AnonymityDoesMatter · May 13, 2021, 7:30pm

That what i found in tor blog:

You’re right that using meek means there are more entities who can watch the traffic patterns between you and your first hop. With ordinary bridges it is:
your ISP, all upstream routers, and the bridge itself.
With meek it is:
your ISP, all upstream routers, Amazon/Google, and the bridge itself.
Of course, none of these entities gets to see your plaintext directly—there is still a Tor encryption layer underneath meek’s HTTPS tunnel. But all those entities are in a better position to do timing correlation, for example.

It’s important to understand that Amazon/Google don’t actually get to see what web sites you browse. What they see is a bunch of encrypted HTTPS POST requests, which they forward to a Tor bridge. Amazon/Google knows that your IP address is using Tor; what we’re trying to do is prevent the censor from knowing it.

So, it looks like meek is not so secure as private (non-public) obfs4 bridge or VPN on your own VPS before Tor.
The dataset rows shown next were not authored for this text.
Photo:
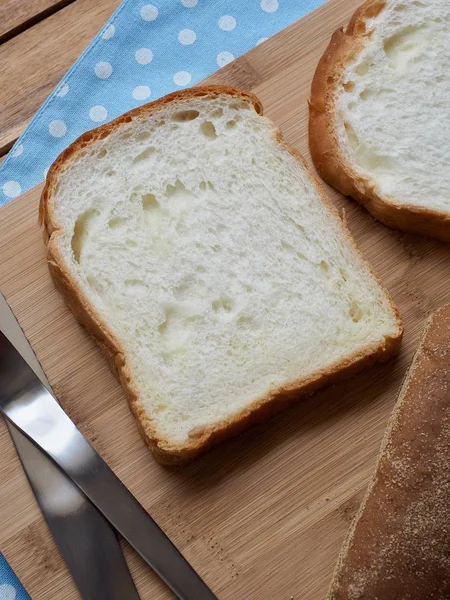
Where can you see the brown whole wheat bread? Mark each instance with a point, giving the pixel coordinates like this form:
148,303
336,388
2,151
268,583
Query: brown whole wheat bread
378,113
398,547
204,352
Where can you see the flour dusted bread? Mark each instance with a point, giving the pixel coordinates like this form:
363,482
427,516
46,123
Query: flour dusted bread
380,116
398,548
204,259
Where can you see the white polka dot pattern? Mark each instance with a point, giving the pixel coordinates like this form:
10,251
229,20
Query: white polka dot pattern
12,189
187,37
182,78
146,49
227,23
15,152
223,58
149,12
269,5
141,92
57,128
98,113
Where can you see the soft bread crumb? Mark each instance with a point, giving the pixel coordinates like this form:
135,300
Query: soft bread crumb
379,115
190,239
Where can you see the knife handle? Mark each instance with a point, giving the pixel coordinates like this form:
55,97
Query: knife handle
27,403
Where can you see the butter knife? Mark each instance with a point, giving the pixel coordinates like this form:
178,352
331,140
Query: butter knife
87,542
27,403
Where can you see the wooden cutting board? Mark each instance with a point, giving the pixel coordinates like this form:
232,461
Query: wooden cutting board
261,517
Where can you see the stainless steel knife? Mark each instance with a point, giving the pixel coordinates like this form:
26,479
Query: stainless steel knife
87,541
27,403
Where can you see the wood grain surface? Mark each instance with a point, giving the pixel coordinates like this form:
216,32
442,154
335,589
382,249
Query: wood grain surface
263,516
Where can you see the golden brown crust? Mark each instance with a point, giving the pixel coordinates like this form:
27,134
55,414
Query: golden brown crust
161,448
324,145
399,544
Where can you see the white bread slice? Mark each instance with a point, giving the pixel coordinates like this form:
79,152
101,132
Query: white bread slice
205,260
380,115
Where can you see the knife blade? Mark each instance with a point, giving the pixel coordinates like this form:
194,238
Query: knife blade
29,405
87,542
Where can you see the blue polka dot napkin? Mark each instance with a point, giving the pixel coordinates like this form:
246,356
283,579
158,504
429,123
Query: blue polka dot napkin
144,52
10,586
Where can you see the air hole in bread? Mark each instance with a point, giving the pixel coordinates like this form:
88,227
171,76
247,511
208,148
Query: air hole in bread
363,68
240,105
116,222
95,284
222,305
404,46
135,287
208,130
365,94
149,202
82,226
287,247
142,136
144,155
172,190
244,321
183,116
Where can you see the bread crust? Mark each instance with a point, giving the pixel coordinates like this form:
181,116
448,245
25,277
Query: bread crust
332,165
398,546
163,451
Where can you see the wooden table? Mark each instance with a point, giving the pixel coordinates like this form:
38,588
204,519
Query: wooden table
263,516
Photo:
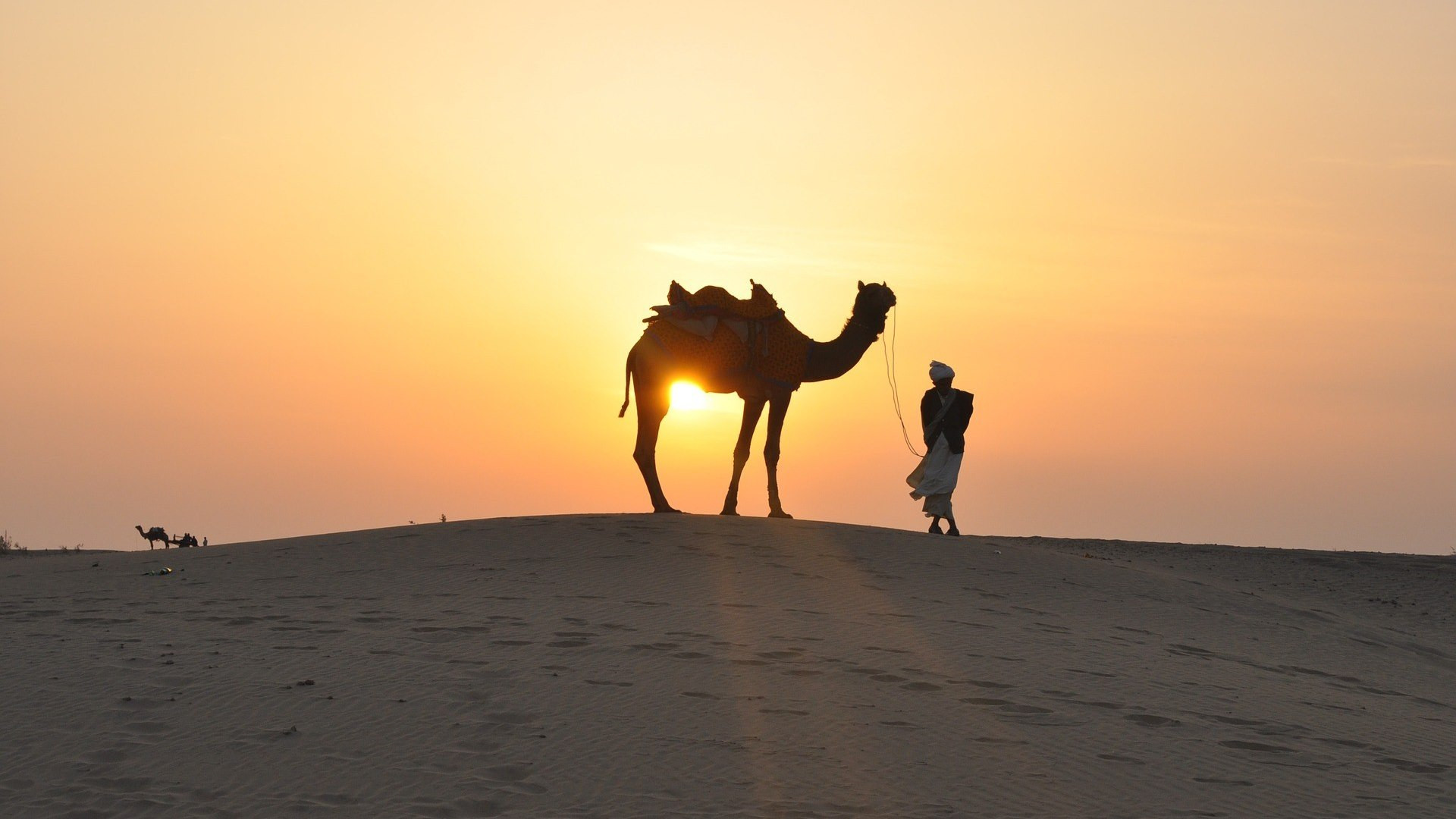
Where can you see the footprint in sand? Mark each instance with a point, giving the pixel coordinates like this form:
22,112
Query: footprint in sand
1153,722
1413,767
1256,746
Obfs4 or VPN have less chance for time correlation attack.

HulaHoop · May 13, 2021, 11:16pm

Most VPNs do monitor despite what they claim either because they are required by law, are scum bags who want to profile and sell data to advertisers or are compromised by intelligence to uncover what their users are doing (Snowden docs have evidence this is the case). So your equivalence between private obfs4 and VPNs is inaccurate.